Quantum annealing with more than one hundred qubits

TL;DR

This paper demonstrates quantum annealing on a 108-qubit superconducting device, providing evidence of quantum behavior and comparing its performance to classical algorithms for solving optimization problems.

Contribution

It presents experimental results from a large-scale quantum annealer, showing quantum characteristics and benchmarking against classical methods.

Findings

Device exhibits quantum annealing behavior

Evidence of small-gap avoided level crossings

Quantum device outperforms classical algorithms on certain problems

Abstract

Quantum technology is maturing to the point where quantum devices, such as quantum communication systems, quantum random number generators and quantum simulators, may be built with capabilities exceeding classical computers.

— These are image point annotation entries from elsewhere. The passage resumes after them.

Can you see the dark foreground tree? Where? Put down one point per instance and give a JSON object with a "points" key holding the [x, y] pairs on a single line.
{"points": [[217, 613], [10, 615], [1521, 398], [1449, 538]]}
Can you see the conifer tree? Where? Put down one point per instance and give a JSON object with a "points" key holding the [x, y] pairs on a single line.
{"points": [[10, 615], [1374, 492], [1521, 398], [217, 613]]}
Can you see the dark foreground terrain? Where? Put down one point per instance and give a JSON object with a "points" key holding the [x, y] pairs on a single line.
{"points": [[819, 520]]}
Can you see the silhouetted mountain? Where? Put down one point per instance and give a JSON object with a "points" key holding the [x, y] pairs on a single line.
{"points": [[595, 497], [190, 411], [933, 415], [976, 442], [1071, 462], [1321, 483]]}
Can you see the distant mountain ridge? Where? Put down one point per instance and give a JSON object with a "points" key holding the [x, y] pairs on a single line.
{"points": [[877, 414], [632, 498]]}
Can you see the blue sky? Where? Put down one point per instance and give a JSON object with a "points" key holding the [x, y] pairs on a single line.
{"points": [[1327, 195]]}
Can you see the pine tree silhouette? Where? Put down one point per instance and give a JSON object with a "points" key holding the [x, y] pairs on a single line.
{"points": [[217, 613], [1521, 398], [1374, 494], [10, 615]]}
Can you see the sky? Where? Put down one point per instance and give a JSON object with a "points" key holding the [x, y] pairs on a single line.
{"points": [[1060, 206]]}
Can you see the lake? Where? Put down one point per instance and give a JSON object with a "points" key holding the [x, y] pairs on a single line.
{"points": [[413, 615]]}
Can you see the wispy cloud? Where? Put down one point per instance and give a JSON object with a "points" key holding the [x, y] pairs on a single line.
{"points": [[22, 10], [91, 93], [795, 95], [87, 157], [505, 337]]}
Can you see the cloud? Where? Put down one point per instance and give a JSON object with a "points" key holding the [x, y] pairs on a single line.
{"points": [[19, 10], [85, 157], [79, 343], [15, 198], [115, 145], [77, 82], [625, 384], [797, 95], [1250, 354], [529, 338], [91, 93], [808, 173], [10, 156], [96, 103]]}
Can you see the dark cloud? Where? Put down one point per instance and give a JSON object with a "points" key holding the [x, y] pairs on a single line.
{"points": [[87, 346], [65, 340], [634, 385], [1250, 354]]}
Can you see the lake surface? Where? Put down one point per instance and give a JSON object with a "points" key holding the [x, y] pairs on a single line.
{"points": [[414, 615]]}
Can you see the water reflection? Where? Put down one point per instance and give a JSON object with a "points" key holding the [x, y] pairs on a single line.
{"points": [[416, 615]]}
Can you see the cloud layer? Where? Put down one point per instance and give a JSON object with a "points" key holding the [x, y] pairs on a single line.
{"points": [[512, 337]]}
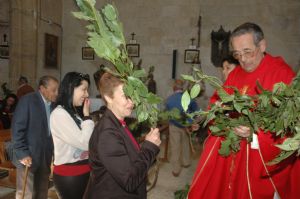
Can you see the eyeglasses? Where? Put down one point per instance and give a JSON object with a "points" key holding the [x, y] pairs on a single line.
{"points": [[246, 54]]}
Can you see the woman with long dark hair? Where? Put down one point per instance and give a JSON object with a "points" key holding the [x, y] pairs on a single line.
{"points": [[71, 128]]}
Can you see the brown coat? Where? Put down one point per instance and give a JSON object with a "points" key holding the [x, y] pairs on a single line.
{"points": [[119, 169]]}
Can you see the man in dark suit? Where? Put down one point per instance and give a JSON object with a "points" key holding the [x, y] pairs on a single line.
{"points": [[32, 141]]}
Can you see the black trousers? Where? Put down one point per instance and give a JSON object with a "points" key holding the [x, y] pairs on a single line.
{"points": [[71, 187]]}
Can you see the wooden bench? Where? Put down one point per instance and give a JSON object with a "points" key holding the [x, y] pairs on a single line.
{"points": [[5, 163]]}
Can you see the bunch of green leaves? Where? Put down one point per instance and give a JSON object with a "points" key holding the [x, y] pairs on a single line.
{"points": [[276, 111], [105, 36]]}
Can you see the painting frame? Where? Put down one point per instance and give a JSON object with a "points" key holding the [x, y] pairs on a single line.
{"points": [[88, 53], [191, 56], [133, 50], [51, 51], [4, 52]]}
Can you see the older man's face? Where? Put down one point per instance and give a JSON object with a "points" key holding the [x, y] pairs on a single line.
{"points": [[51, 91], [246, 52]]}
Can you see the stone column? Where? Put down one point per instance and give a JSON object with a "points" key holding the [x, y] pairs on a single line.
{"points": [[24, 29]]}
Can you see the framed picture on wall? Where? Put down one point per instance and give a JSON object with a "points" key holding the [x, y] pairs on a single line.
{"points": [[4, 52], [51, 51], [87, 53], [191, 56], [133, 50]]}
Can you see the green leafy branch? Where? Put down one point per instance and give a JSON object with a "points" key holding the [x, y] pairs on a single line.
{"points": [[105, 36], [276, 111]]}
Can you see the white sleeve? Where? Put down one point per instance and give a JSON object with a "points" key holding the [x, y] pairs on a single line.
{"points": [[63, 127]]}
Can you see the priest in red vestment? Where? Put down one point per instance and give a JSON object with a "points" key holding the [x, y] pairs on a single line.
{"points": [[244, 174]]}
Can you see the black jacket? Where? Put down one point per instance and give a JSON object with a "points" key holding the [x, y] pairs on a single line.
{"points": [[30, 134], [119, 169]]}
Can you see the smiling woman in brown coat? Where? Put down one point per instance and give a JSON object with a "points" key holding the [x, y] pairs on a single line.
{"points": [[119, 164]]}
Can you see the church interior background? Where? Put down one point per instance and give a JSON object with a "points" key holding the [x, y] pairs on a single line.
{"points": [[32, 30]]}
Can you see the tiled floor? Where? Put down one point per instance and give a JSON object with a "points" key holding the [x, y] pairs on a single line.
{"points": [[165, 187]]}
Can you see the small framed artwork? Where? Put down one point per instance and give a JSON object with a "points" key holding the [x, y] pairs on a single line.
{"points": [[133, 50], [87, 53], [191, 56], [51, 51], [4, 52]]}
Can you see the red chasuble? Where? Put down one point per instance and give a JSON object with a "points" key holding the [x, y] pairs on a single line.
{"points": [[242, 175]]}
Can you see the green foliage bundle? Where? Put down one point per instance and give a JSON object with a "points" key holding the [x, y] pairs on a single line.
{"points": [[105, 36], [276, 111]]}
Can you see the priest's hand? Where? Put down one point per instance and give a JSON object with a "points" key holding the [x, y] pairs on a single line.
{"points": [[242, 131], [27, 161], [154, 136]]}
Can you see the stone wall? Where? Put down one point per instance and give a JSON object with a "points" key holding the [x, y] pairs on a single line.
{"points": [[28, 23], [162, 26], [4, 29]]}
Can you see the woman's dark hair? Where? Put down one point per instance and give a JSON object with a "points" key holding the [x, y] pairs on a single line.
{"points": [[4, 102], [66, 91]]}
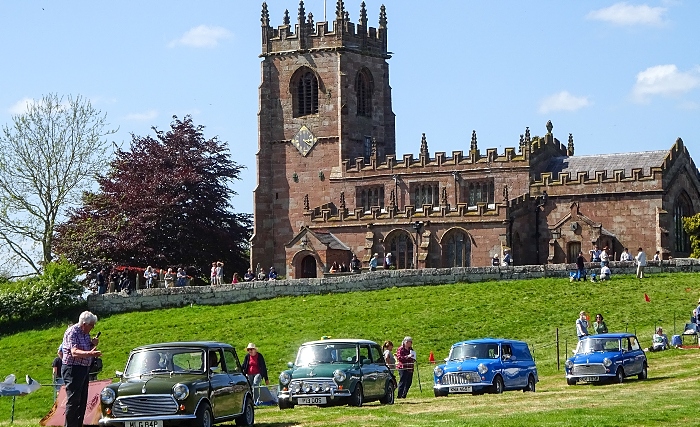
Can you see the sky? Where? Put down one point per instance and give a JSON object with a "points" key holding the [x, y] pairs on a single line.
{"points": [[619, 76]]}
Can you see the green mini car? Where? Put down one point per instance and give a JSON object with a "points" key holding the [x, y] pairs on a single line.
{"points": [[178, 383], [337, 372]]}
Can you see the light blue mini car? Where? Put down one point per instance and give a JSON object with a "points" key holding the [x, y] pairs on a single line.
{"points": [[486, 365], [611, 357]]}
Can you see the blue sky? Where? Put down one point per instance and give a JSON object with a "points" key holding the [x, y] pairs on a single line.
{"points": [[620, 76]]}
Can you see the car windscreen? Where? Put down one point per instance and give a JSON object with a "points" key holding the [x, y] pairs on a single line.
{"points": [[474, 351], [592, 345], [154, 361], [315, 354]]}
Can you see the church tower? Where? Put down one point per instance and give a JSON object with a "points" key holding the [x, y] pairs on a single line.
{"points": [[325, 100]]}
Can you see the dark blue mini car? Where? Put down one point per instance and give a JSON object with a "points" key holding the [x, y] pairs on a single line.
{"points": [[486, 365], [610, 357]]}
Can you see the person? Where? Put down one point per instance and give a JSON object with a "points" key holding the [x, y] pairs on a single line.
{"points": [[580, 267], [389, 358], [169, 278], [581, 325], [78, 352], [599, 326], [406, 360], [641, 259], [181, 277], [373, 262], [253, 365], [625, 256]]}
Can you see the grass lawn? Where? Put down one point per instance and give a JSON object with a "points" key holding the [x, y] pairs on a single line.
{"points": [[436, 317]]}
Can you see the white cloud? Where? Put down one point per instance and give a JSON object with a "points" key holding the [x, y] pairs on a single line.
{"points": [[563, 101], [664, 80], [202, 36], [142, 117], [626, 14]]}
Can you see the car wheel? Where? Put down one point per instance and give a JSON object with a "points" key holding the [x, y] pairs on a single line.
{"points": [[497, 387], [356, 398], [644, 374], [530, 384], [247, 418], [204, 417], [619, 376], [388, 398]]}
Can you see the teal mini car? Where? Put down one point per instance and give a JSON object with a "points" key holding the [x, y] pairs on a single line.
{"points": [[337, 372], [179, 383]]}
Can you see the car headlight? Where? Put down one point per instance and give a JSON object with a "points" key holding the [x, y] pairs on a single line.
{"points": [[180, 391], [339, 376], [285, 378], [107, 396]]}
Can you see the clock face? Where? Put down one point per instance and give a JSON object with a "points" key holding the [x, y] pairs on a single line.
{"points": [[304, 140]]}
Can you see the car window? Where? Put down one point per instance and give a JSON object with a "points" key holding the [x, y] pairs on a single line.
{"points": [[230, 361]]}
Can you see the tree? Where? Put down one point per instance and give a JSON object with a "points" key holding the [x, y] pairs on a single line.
{"points": [[50, 154], [167, 202]]}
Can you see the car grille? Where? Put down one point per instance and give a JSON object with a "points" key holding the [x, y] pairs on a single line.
{"points": [[130, 406], [588, 369], [453, 378]]}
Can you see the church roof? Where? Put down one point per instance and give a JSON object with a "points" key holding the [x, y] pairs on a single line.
{"points": [[607, 162]]}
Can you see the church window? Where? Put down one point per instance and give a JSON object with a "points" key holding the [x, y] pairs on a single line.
{"points": [[458, 249], [426, 193], [306, 94], [401, 247], [363, 90], [370, 196]]}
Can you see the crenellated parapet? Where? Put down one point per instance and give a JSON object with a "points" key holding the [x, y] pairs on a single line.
{"points": [[307, 35]]}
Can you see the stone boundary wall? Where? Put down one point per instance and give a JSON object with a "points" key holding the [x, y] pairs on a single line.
{"points": [[150, 299]]}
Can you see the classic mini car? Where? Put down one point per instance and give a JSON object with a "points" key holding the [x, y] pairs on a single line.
{"points": [[612, 357], [486, 365], [195, 383], [336, 371]]}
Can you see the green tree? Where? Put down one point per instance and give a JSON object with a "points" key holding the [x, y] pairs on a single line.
{"points": [[50, 154], [692, 227]]}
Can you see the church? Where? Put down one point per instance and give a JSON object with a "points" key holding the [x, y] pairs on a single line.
{"points": [[331, 185]]}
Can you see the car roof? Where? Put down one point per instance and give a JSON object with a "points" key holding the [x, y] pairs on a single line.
{"points": [[341, 341], [179, 344], [489, 341]]}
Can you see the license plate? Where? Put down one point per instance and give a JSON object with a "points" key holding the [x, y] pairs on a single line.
{"points": [[154, 423], [311, 401]]}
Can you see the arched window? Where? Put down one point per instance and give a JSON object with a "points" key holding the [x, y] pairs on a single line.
{"points": [[458, 250], [681, 209], [363, 90], [307, 94], [401, 247]]}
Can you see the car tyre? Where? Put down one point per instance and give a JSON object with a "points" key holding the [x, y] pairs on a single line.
{"points": [[247, 418], [497, 387], [530, 384], [356, 398], [619, 376], [204, 417], [388, 398], [644, 374]]}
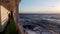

A quantum annealer, in particular, solves hard optimisation problems by evolving a known initial configuration at non-zero temperature towards the ground state of a Hamiltonian encoding a given problem. Here, we present results from experiments on a 108 qubit D-Wave One device based on superconducting flux qubits. The strong correlations between the device and a simulated quantum annealer, in contrast with weak correlations between the device and classical annealing or classical spin dynamics, demonstrate that the device performs quantum annealing. We find additional evidence for quantum annealing in the form of small-gap avoided level crossings characterizing the hard problems. To assess the computational power of the device we compare it to optimised classical algorithms.